In a 1996 (!) New York Times article called How Crazy Was Zelda, Peter Kramer explored her symptoms and the ways she was described, summarizing the basics as:
Zelda's spending sprees, her ''passionate love of life'' and intense social relationships, her melancholic response to disappointment and the relatively late onset of her illness (she was born in 1900) point toward a mood disorder, as does the alternation between frank psychosis and a sparkling, provocative personality.
But you can see very, very clear examples of gaslighting and emotional abuse from Scott in just about everything he ever wrote about her (although not to her), which certainly adds fuel to theory that she was only ever as crazy as he made her feel and seem.

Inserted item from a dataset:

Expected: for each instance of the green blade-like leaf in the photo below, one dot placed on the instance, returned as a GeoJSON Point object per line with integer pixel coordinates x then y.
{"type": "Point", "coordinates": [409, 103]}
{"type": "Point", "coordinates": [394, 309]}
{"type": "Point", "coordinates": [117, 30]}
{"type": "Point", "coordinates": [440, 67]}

This is an excerpt from a letter that Scott wrote to her doctor in 1930:
As to her writing: there is no longer any competitive element involved. There was a time when she was romping in on what I considered ''my'' material, disguising her characters under such subtle names as F. Scott Fitzpatrick, when I thought she was tearing at the very roots of my profession, in other words, of our existence. She finally got the idea and desisted, but rather bitterly. At any rate all that element of competition in material which I had to turn into money, or if possible, into art, and which she was competent to turn only into essentially inefficient effort, we can now assume to be in the past.
She can write in the sense that all non-professionals who have a gift for words, can write. Somebody once said that every intelligent American thought that they could always sell a plot of land, make a good speech and write a play. Her equipment is better than that but it does boil down to the slang phrase she can't take it.
WHAT A DOUCHE.
In that same letter, he goes on to blame his lack of writing for the Saturday Evening Post on her institutionalization, which legitimately makes me wonder how much of “his” writing was actually hers? She even accused him at one point of lifting entire passages of his books from her diary. Maybe while she was in the ‘bin, he didn’t have any new material?
So. How crazy was Zelda? And, perhaps in a broader sense, how crazy were any women who were placed under the metaphorical bell jar at any point in the last forever centuries?
The long answer to all of this is: We don’t really know. We can’t know. We know that the people around her thought she belonged in an institution. We know that she entered into mental healthcare of her own volition on numerous occasions. But we also know that she was not raised to take care of herself, nor was she raised in a world that was very supportive of independent young ladies.
Some people are crazy, some people are made crazy, and some people end up crazy and you never really know which came first.
At this risk of having too much of this newsletter be about her and not by her, I want to include a bit of her own writing. You know, her writing that was published under her name.
A southern moon is a sodden moon, and sultry. When it swamps the fields and the rustling sandy roads and the sticky honeysuckle hedges in its sweet stagnation, your fight to hold on to reality is like a protestation against a first waft of ether.